Empowering families through greater transparency, accountability and fairness in child protection proceedings: A 21st century approach to child protection litigation?

Child protection systems
Friday 27 July, 0950 – 1010


Nigel Miller
Director of Child Protection Litigation (Queensland)

Modern social work emphasises working collaboratively with children and families, to promote enduring safety and positive change for children who have experienced or are at a risk of suffering harm. Children’s families are primarily responsible for their protection and supporting families to ensure the safety and wellbeing of children is the cornerstone of contemporary social work practice, with statutory state intervention a last resort.

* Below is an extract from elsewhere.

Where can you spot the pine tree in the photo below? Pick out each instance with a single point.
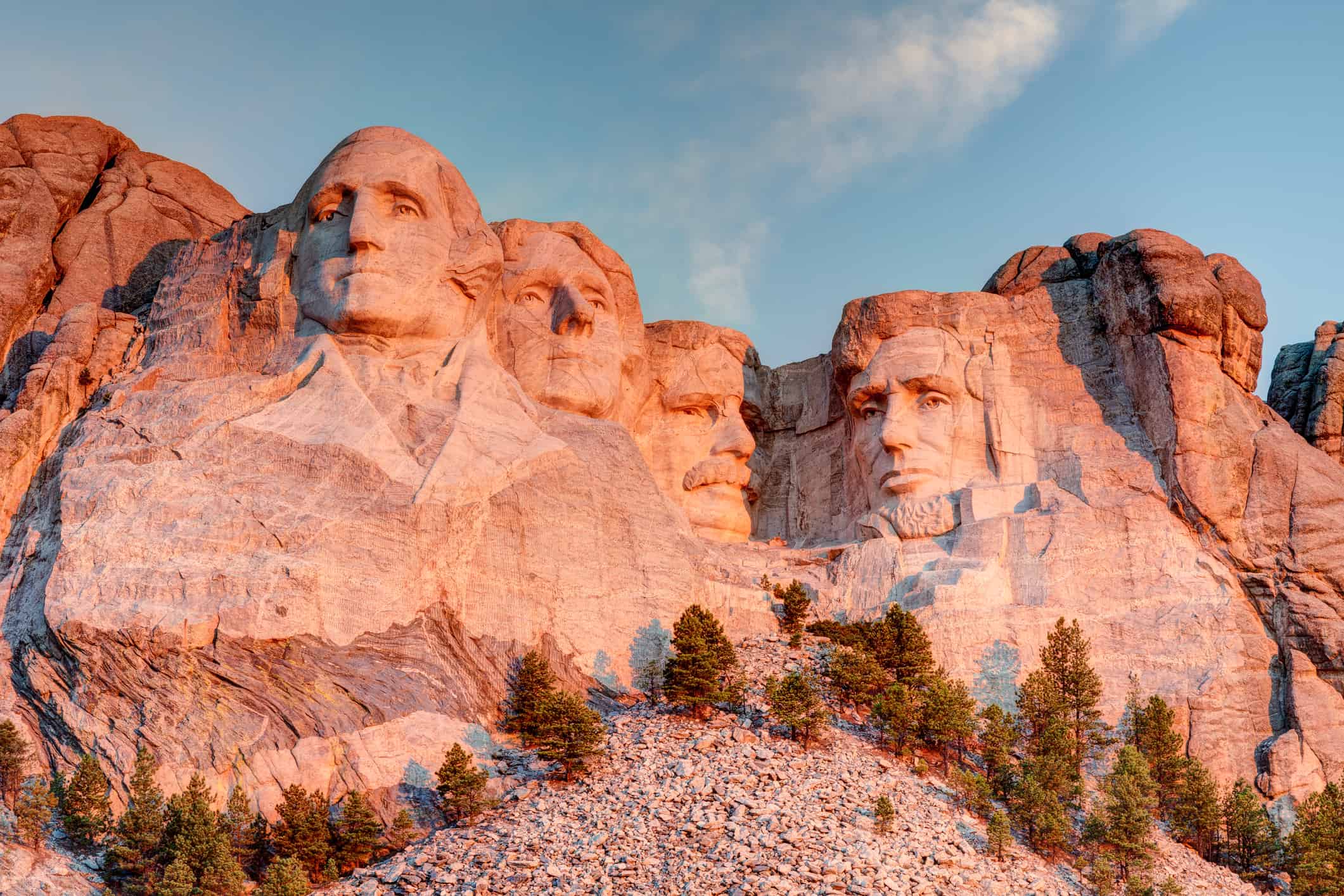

Recently, Queensland became the first jurisdiction in Australia to create professional separation between delivery of frontline child protection services and the decision as to whether to initiate court proceedings. Decisions with respect to applying for child protection orders are now made by an independent agency, the Director of Child Protection Litigation (DCPL). This model delivers greater consistency, transparency, fairness and accountability for families responding to litigation.

Removing the decision as to whether to invoke court proceedings from caseworkers, who may be emotionally invested, mitigates the “moral dilemma” frontline staff experience between supporting a family and taking protective action for a child. Further, the model safeguards against children being removed too readily, in the absence of supportive evidence, in circumstances where comprehensive assessments of children and their families have not been completed.

While state intervention interferes with basic human rights to a private and family life, DCPL’s independence ensures such intervention is the least intrusive measures necessary to protect children and support families: it promotes robust evidence-based decisions, and improves transparency for families.